Itu artinya, makna kata “keluar dari daerah wabah” dibolehkan dengan tujuan tertentu yang lebih penting seperti berobat.

Dalam konteks sekarang, langkah itu bisa dimaknai sebagai tindakan isolasi. Hal ini sejalan dengan Hadis Nabi:

“Abdurrrahman Bin Auf berkata, Rasulullah saw bersabda: Janganlah sekali-kali mendekatkan yang sakit dengan yang sehat (HR. Bukhari).”

Ibnu Hajar selanjutnya mengemukakan, ulama sepakat membolehkan keluar dari daerah wabah dengan tujuan memenuhi kebutuhan/logistik (Ibnu Hajar Al-Asqalany:274).

Problemnya, jika dibawa ke konteks sekarang dalam menghadapi pandemi Covid-19. Saat ini, pemerintah menyerukan Pembatalan Sosial Berskala Besar (PSBB).

Di satu sisi, tidak adanya jaminan terkait kebutuhan logistik pangan masyarakat, atau banyak orang kehilangan penghasilan.

Akibatnya, banyak orang awalnya berada di zona rawan, seperti Jakarta dan sekitarnya, ramai-ramai mudik ke kampung halamannya.

Hal tersebut tentu sangat rentan menularkan wabah ke daerah, yang semula masih bersih. Mungkin, atas dasar itulah, hingga saat ini Majelis Ulama Indonesia, tidak berani mengeluarkan fatwa haram mudik.

Saat seperti inilah dibutuhkan partisipasi pemerintah dan masyarakat yang berkecukupan, agar bisa berbagi dengan yang lain.

Social Distancing

Istilah social distancing kini menjadi tren. Oleh pemerintah, digalakkan untuk bisa memutus mata rantai Covid-19, karena pergerakan virus ini sedemikian cepat menular.

Secara sederhana, yang saya pahami social distancing yaitu menjaga jarak sosial dengan orang lain kurang lebih 1-2 meter. Semua orang diminta tetap di rumah.

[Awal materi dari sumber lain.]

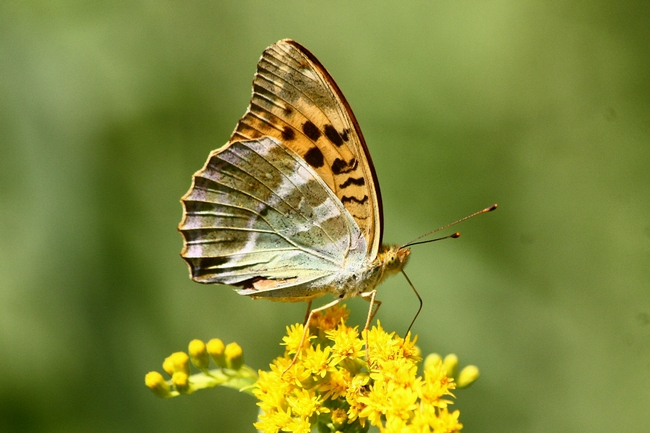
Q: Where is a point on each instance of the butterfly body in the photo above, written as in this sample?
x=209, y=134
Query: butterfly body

Kegiatan sekolah dan perkantoran diadakan secara online. Dilarang melakukan kegiatan yang mengumpulkan orang banyak, termasuk halnya pelaksanaan ibadah.

Tak ketinggalan, Kementerian Agama mengeluarkan imbauan peniadaan salat berjamaah di masjid dan salat Jumat. Yang terkini, imbauan pelaksanaan Salat Tarwih dan Hari Idul Fitri di rumah.

Interaksi sosial dilakukan dalam keadaan terpaksa seperti memenuhi kebutuhan. Misalnya, berbelanja. Itu pun disertai anjuran menggunakan masker dan rajin mencuci tangan.

Pada dasarnya, istilah social distancing ini tidak ada dalam Kitab Badzlu al-Maa’uun. Namun, saya ingin memaparkan beberapa kalimat dalam kitab tersebut sebagai gambaran pentingnya social distancing.

Kira-kira maksudnya seperti berikut ini:

“Kemudian diumumkan di negeri itu agar rakyatnya berpuasa selama tiga hari, lalu mereka mengerjakannya. Mereka kemudian berkumpul di masjid beribadah sebagaimana biasanya yang dilakukan pada Bulan Ramadhan, lalu mereka keluar salat Jumat pada hari ketujuh belas bulan tersebut ke Mesjid, memohon kepada Allah agar mengangkat wabah ini. Lalu orang-orang keluar dari pelbagai penjuru, mulai dari termasuk ahli dzimmah hingga anak kecil. Mereka berkumpul di jalanan, banyak berdoa dan menangis. Namun, bukannya wabah itu berkurang tetapi malah semakin memuncak sehingga yang mati pun semakin banyak (Ibnu Hajar Al-Aqalany:381).”

Di paragraf lain juga disebutkan:

“Telah terjadi di zaman kami, pada saat wabah baru muncul di Kairo pada tanggal 17 Rabiul Akhir 833 H, saat itu korban meninggal belum cukup 40 jiwa. Orang-orang lalu ke tanah lapang, pada hari keempat Bulan Jumadil Ula, setelah diserukan untuk berpuasa tiga sebagaimana ketika berdoa meminta hujan. Mereka kemudian berkumpul, berdoa dan salat pada waktu itu, lalu mereka pulang. Tidak cukup sebulan setelah itu hingga kemudian korban meninggal lebih 1000 orang per hari bahkan semakin bertambah (Ibnu Hajar Al-Aqalany: 329).”

Peristiwa tersebut di atas, mengajarkan kepada kita, bahwa melawan Pandemi Covid-19 tidak cukup dengan hanya sekadar semangat beribadah saja tanpa disertai ilmu syariah.

Bahkan, justru malah bisa berakibat fatal, jika dilakukan tanpa protokol pencegahan penyakit menular, seperti berkumpul di masjid dengan mengindahkan anjuran social distancing.

Pada akhirnya, dalam menyikapi Pandemi covid-19, ada beberapa hal yang harus dilakukan:

Pertama, Ikhtiar agar bebas dari Covid-19, ini bisa dilakukan dengan meningkatkan imunitas,  serta menjaga pola hidup sehat dan bersih, serta mematuhi anjuran dan protokol pencegahan Pandemi Covid-19.

Kedua, selalu memohon kesehatan dan perlindungan kepada Allah swt. dari segala penyakit termasuk Covid-19, serta berpikir positif dengan meyakini bahwa ini adalah ujian dari Allah swt..

Bisa dibaca juga https://blamakassar.co.id/2020/04/10/amalan-doa-di-tengah-pandemi-covid-19-menurut-lontarak-mandar/.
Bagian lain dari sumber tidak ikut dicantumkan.